This project analyzes a dataset of 170 Turkish couples to identify the key statistical predictors of divorce. The analysis is based on the "Divorce Predictors Scale" (DPS) derived from Gottman's couples therapy principles.

Project Context

The dataset, sourced from Kaggle, contains responses to 54 questions from couples who were either "happily married" (Class 0) or "divorced" (Class 1). All responses were collected on a 5-point scale, where a higher score indicates a higher prevalence of problems.

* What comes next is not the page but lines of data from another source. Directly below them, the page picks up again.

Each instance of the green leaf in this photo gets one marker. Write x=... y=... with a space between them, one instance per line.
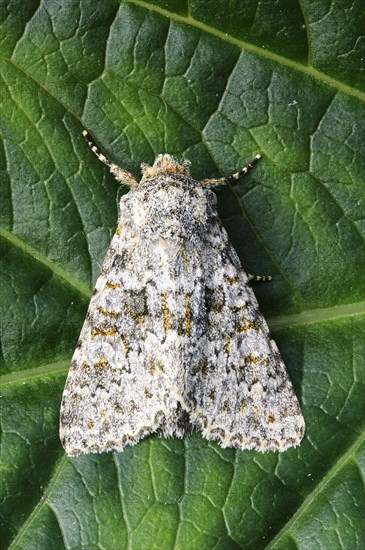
x=216 y=82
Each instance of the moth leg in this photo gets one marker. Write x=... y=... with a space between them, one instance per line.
x=236 y=176
x=119 y=173
x=259 y=278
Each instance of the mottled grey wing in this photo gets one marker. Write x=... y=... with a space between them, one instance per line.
x=118 y=386
x=237 y=386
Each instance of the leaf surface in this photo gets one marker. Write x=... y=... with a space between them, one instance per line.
x=216 y=83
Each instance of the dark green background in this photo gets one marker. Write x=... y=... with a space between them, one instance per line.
x=216 y=82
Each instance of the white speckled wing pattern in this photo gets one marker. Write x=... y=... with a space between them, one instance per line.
x=173 y=336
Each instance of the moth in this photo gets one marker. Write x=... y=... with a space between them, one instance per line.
x=173 y=337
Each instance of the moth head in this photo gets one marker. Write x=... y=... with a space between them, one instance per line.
x=165 y=164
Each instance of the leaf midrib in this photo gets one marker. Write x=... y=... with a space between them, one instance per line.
x=348 y=454
x=247 y=46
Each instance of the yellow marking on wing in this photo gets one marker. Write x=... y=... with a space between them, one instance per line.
x=236 y=309
x=112 y=285
x=204 y=368
x=151 y=365
x=125 y=344
x=252 y=358
x=248 y=326
x=102 y=332
x=101 y=364
x=187 y=315
x=212 y=394
x=166 y=313
x=106 y=312
x=160 y=366
x=227 y=345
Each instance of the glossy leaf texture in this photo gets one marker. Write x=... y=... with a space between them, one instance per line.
x=217 y=83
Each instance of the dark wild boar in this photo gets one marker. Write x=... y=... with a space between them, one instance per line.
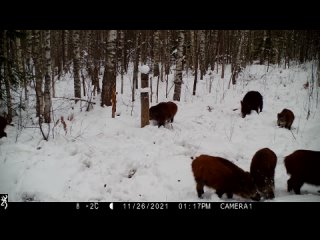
x=252 y=101
x=262 y=170
x=285 y=118
x=223 y=176
x=304 y=167
x=163 y=112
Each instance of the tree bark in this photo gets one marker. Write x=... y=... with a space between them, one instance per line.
x=76 y=64
x=144 y=96
x=109 y=76
x=47 y=83
x=38 y=74
x=178 y=75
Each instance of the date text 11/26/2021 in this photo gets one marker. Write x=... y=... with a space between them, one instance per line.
x=186 y=206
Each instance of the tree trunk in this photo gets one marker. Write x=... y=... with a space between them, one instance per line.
x=236 y=69
x=122 y=67
x=144 y=96
x=178 y=75
x=7 y=74
x=196 y=62
x=76 y=64
x=38 y=75
x=109 y=76
x=222 y=53
x=47 y=83
x=65 y=58
x=202 y=36
x=156 y=53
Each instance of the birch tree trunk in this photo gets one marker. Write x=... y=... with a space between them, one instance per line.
x=202 y=37
x=7 y=73
x=47 y=80
x=109 y=76
x=38 y=74
x=236 y=68
x=135 y=66
x=65 y=37
x=76 y=64
x=178 y=75
x=122 y=66
x=144 y=98
x=195 y=62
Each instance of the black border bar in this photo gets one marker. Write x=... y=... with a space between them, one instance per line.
x=163 y=208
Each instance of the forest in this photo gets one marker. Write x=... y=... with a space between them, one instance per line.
x=77 y=107
x=35 y=60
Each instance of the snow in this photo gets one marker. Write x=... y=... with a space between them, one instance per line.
x=144 y=69
x=99 y=158
x=145 y=90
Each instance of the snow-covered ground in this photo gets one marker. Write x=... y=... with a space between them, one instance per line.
x=103 y=159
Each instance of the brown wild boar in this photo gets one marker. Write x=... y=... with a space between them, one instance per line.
x=223 y=176
x=252 y=101
x=262 y=170
x=304 y=167
x=285 y=118
x=163 y=112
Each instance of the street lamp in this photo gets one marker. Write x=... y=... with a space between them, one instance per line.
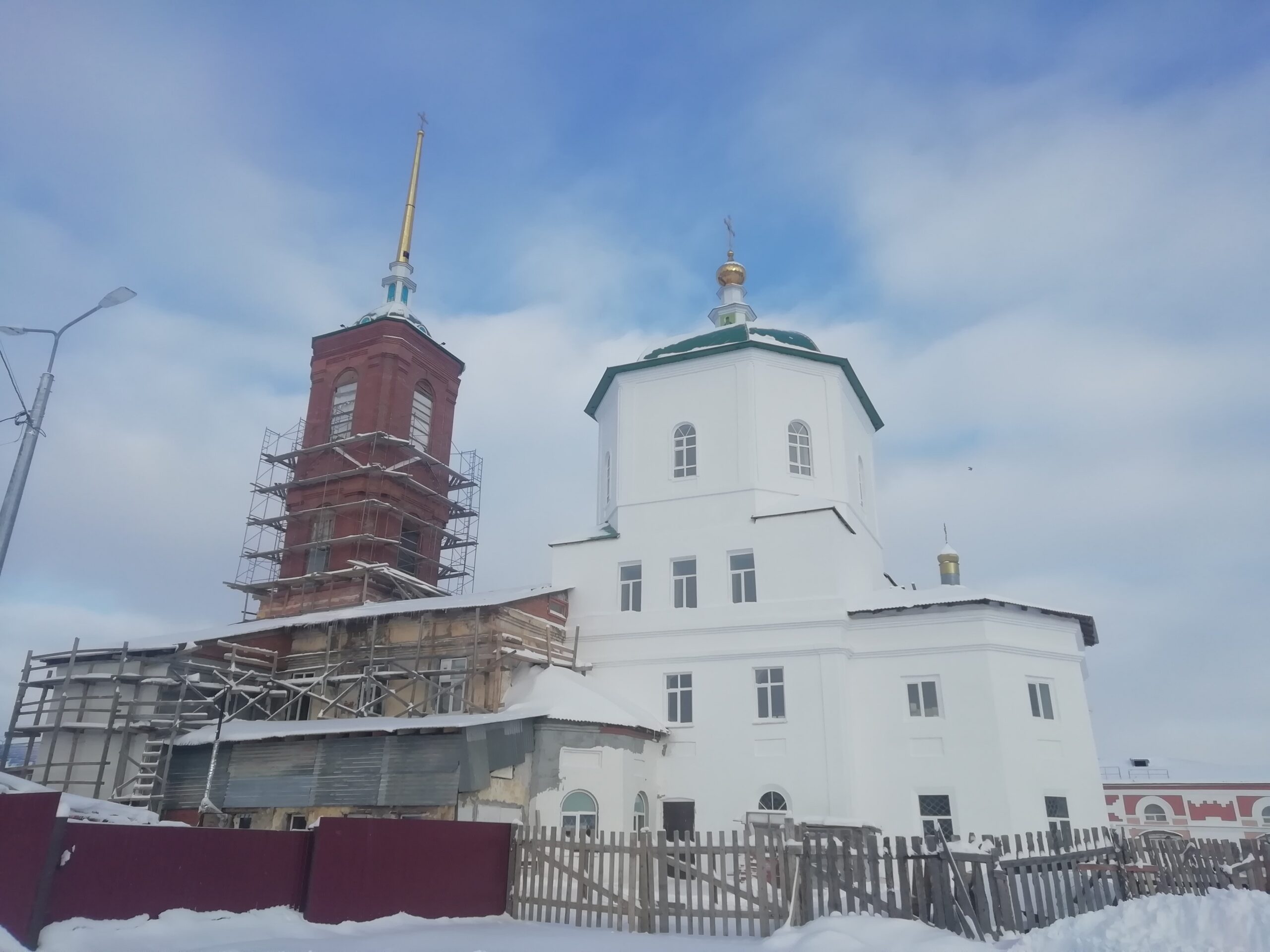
x=33 y=418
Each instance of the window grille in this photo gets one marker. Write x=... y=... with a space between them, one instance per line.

The goal of this analysis was to move beyond individual questions and identify the themes that were most strongly correlated with divorce.

Data Source: Gottman Divorce Predictors Dataset on Kaggle


Key Findings

The analysis revealed a clear distinction between two types of marital problems: "Foundation Failures" and "Communication Breakdowns."

While both are factors in divorce, their predictive power is dramatically different.

1. The Strongest Predictors: "Foundation Failures" (Corr: 0.89 - 0.94)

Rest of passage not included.